In a ruling on Friday, U.S. District Judge Leonie Brinkema agreed to allow prosecutors to propose substitute witnesses “untainted” by contacts with Transportation Security Administration lawyer Carla Martin. Brinkema scheduled an early-morning hearing to question one or more proposed substitute witnesses, outside the jury’s presence to ensure their testimony has not been colored.
Moussaoui pleaded guilty nearly a year ago to six counts of joining in an al Qaeda conspiracy to seize U.S. jetliners and crash them into buildings. The trial is to determine whether he should be executed or spend the rest of his life in prison with no possibility of parole.
MacMahon honed in on the FBI’s mistakes and communications lapses in an effort to underscore bureau weaknesses in both Washington and in Minneapolis. Prosecutors are trying to show beyond a reasonable doubt that investigators would have been able to thwart or diminish the attacks if Moussaoui had told what he knew when questioned by Samit and an immigration agent over two days in August 2001.
Defense lawyers contend that the FBI knew more than Moussaoui in August 2001 but still couldn’t stop hijackers from crashing planes into the World Trade Center and the Pentagon.
Under questioning from MacMahon, Samit acknowledged telling the Justice Department’s inspector general’s office that Maltbie and Frasca had engaged in “obstructionism, criminal negligence and careerism.”
He said that in eliminating the reference to bin Laden in a warrant request, Maltbie took “a calculated risk that cost us an opportunity to stop the attacks.”

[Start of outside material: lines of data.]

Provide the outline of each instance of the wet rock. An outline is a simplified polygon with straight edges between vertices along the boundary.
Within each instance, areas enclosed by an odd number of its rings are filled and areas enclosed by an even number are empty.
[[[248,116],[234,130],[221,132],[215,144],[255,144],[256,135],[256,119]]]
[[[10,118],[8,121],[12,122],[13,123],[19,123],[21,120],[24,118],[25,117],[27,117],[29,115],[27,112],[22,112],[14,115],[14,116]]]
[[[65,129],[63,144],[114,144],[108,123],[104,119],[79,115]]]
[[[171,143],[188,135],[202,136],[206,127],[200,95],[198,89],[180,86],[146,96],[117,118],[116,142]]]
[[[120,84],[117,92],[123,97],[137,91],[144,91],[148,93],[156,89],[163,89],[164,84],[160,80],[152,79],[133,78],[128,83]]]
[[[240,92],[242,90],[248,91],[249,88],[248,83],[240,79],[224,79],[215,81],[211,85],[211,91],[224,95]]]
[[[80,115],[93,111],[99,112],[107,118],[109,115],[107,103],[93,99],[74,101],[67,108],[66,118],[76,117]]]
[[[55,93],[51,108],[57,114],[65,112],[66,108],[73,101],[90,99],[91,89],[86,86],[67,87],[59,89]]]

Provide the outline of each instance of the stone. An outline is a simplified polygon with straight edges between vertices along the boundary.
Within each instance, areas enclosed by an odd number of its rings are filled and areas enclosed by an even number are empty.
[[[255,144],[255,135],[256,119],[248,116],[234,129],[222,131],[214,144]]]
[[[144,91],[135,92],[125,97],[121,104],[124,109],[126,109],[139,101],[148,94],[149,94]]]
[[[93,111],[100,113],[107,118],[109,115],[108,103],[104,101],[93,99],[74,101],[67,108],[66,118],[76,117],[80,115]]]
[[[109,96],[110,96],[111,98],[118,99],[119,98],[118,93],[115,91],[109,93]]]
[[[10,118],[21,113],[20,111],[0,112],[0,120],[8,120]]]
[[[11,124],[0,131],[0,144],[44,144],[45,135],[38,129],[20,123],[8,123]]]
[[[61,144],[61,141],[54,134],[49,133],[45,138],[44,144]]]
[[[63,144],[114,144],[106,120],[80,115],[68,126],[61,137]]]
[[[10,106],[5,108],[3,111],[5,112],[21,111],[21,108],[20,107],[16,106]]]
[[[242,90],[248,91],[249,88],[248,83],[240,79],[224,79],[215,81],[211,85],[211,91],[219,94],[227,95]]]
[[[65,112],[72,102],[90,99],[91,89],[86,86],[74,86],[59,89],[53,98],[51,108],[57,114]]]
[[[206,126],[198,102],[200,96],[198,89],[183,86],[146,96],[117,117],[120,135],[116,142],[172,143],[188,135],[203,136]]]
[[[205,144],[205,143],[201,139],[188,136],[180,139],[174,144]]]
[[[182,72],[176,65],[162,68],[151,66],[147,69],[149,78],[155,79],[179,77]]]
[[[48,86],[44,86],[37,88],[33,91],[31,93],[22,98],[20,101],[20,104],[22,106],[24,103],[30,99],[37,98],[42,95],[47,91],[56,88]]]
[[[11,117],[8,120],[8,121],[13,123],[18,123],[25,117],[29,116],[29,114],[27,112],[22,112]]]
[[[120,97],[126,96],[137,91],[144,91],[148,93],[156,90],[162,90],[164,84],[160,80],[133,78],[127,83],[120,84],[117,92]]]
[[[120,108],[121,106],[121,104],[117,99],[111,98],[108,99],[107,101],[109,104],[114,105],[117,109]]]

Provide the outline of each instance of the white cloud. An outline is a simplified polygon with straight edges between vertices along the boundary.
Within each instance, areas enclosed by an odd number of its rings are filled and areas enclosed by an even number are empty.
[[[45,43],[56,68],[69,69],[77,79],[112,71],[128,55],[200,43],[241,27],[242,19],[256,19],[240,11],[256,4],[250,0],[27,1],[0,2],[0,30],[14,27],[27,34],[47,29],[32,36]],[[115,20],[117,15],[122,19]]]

Samit said he knew getting Maltbie’s support for a warrant would be a tall order. He disclosed that in 1999, Maltbie barred him for months from advising the Minnesota National Guard that a relative of a man who had traveled from Minnesota to Afghanistan to train terrorists for the Taliban was seeking to enlist.
Samit, who had worked previously as a naval intelligence officer, said he was concerned because guardsmen have access to the Twin Cities airports. But he said when he sought approval, Maltbie became “extremely agitated” and withheld approval for months, saying “it was just the kind of thing that would get the FBI in trouble.”
Minnesota National Guard spokeswoman Lt. Shannon Pervis said she was unaware of the supposed Guard enlistee, but that extensive checks are conducted on the backgrounds of all applicants.
Asked to comment about Maltbie and Frasca’s conduct, FBI headquarters spokesman Richard Kolko said the bureau would “respect what occurs in the courtroom and withhold any comment” until the trial concludes.